Decisions governments make about education today matter even more tomorrow. A long-term view is needed when measuring impacts on student outcomes. Moving state and national results, even incrementally, takes sustained and ongoing effort. Evidence-based education policies take time to develop, trial and implement. 

It took several years to enact major state-wide reforms such as Queensland’s “learning or earning” laws, the Prep Year and moving Year 7 to high school. When these extended timeframes are considered against heightened public expectation and political appetite for immediate results, the challenge for meaningful education reform becomes apparent.

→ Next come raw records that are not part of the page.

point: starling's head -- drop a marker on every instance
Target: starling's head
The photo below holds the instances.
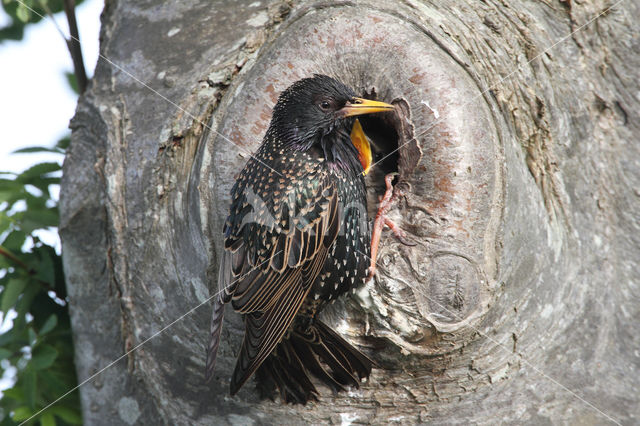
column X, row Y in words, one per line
column 319, row 112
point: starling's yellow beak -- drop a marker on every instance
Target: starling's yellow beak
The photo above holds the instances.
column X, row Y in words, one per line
column 361, row 106
column 359, row 139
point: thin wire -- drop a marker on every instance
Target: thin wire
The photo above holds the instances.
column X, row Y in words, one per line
column 145, row 85
column 431, row 126
column 503, row 346
column 163, row 329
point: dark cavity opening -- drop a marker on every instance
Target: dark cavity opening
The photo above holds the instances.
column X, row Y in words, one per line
column 394, row 149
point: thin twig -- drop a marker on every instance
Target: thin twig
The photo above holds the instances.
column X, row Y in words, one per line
column 73, row 44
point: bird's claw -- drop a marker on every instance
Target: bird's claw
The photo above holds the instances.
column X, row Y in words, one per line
column 381, row 219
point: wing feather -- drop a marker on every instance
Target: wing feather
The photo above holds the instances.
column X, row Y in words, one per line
column 273, row 257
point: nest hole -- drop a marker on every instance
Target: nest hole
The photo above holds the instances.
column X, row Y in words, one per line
column 394, row 149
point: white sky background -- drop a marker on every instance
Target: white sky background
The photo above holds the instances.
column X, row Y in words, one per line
column 36, row 102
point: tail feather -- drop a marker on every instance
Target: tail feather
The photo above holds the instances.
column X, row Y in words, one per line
column 214, row 342
column 317, row 350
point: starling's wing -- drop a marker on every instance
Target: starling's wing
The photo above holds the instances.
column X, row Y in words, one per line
column 219, row 300
column 276, row 256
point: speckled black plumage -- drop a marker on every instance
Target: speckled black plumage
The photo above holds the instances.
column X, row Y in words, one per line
column 297, row 236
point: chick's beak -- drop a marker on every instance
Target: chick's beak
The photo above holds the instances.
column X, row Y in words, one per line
column 359, row 106
column 361, row 142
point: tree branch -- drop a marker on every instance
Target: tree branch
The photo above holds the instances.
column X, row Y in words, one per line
column 73, row 44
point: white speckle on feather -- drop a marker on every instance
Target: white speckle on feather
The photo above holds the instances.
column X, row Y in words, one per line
column 435, row 112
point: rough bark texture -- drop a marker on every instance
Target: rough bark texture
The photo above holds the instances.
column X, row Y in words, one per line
column 520, row 301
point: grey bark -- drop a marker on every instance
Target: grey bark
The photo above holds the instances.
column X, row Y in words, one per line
column 520, row 302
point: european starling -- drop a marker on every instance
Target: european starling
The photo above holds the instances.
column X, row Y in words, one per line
column 297, row 237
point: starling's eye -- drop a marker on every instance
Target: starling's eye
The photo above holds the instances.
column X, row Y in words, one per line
column 325, row 105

Many of the big reforms of the past decade have been structural in nature and sought to bring Queensland into line with other states and territories while lifting student participation and achievement. In line with this there has also been an increasing trend towards nationalisation of education through more direct federal funding interventions and initiatives such as the Australian Curriculum and national teacher standards and performance accreditation.

Much has been made of Australia’s declining results in the Programme for International Student Assessment (PISA). However, an examination of the results of Australian independent school students reveals they achieved results that put them first in reading and second only behind Singapore in science.

Policy makers should spend more time looking inward than outward for evidence of education practices that are driving student achievement. There are stunning examples of excellent teaching, inspired leadership and outcomes-driven programs at work in Queensland schools.

Our state is poised for the next major education reform agenda. Vast amounts of research have already confirmed the key planks need to include quality teaching, empowered autonomous school leadership and evidence-based initiatives tailored to Queensland schools and their students.

Queensland has strong foundations and a talented education workforce on which to build. Independent schools look forward to working in partnership with the next Queensland Government, and the state and Catholic schooling sectors on transforming education for the future.

David Robertson is the executive director of Independent Schools Queensland (ISQ).